Score is none

Are you querying a graph? Or just a single vector index?

A graph @Logan M

Attachment

It's still returning a relevant document from the query

What's the structure of the graph look like?

Attachment

Attachment

very simple, very Hamfisted collection of Simple Vector indexes

the query is vanilla, nothing fancy configured on it

Plain Text

response = graph.query(query_string_from_input_widget)

Hmmmm the only thing I can think of off the top of my head is that node is actually the summary of one of the indexes?

That's odd. He is one of 6 people in that index. Strange that he would be the result of the summary. Even so, don't summaries get an embedding?

Yea they don't get an embedding, which is why it doesn't have a score? 🤔

Very strange I agree. Just trying to guess how the score could be none lol

When you say summary

do you mean an interstitial representation of the document?

(done live, not while indexing)

How many source nodes did your query return, out of curiosity?

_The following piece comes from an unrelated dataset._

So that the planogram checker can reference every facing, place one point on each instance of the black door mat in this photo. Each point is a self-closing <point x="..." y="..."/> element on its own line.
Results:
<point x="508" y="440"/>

And by summary, I mean the index_summaries that you passed in when creating the index

checking

@Logan M 4

OK, one per sub index, at least that makes sense lol

Hmmmm

Idk man, this is pretty spooky. Maybe some of the embeddings failed to create? 🤔

What would be a good way to trace a document-id back to the source document. Does the index keep track of where elements of it came from?

This might be likely. maybe it bugged out on doc/docx processing or something?

just saw this in the debugger I built

Attachment

You can trace back to the ref doc, but this is usually only useful if you assigned the documents useful doc_ids

response.source_nodes[0].node.ref_doc_id should map it back I think

checking

it gives hash like this 7118a538-ebe6-4aa0-87a9-9d053bdee95f, but my files might look like bio_sketches/LoganM.pdf. I assume the reference to the path is thrown away past the data-loading step?

Yeaaa when you load the documents, the doc ID is randomly generated, or you can set it manually to a unique value

Alternatively, you can also set the extra_info dict of each document object with other info that should get passed to the nodes

ah ok, so this would change, perhaps, how the index is constructed. I would, instead of pointing a SimpleDirectoryReader to the directory , probably be loading in documents one at a time and appending the path data to it by over-riding the document or passing in the extra info. 🤔

The node score can be none when the node is selected based on relationship with another node.

ohh so if a document is chunked

So for example a node with score can have its next node also in the source nodes but with score none.

This next node might not have the embedding score but it’s being queries because it’s related to the node that has the score

that is a good explanation

it'd make sense

I hope that is what’s happening in your case

You can confirm by looking at the next and previous relationship of the nodes that have source nodes

I'll try that

Happy hacking

the None nodes have None for their ref doc

Attachment

Attachment

Attachment

Attachment

@BioHacker to no avail. But thank you for the suggestion. I never knew about prev_node_id and next_node_id

useful to be able to reference that

Something potentially wrong with those nodes. Easiest way to deal with this is to set similar_cutoff att in the query call. It can also be done by calling the node post processor to eliminate these none nodes before query takes place.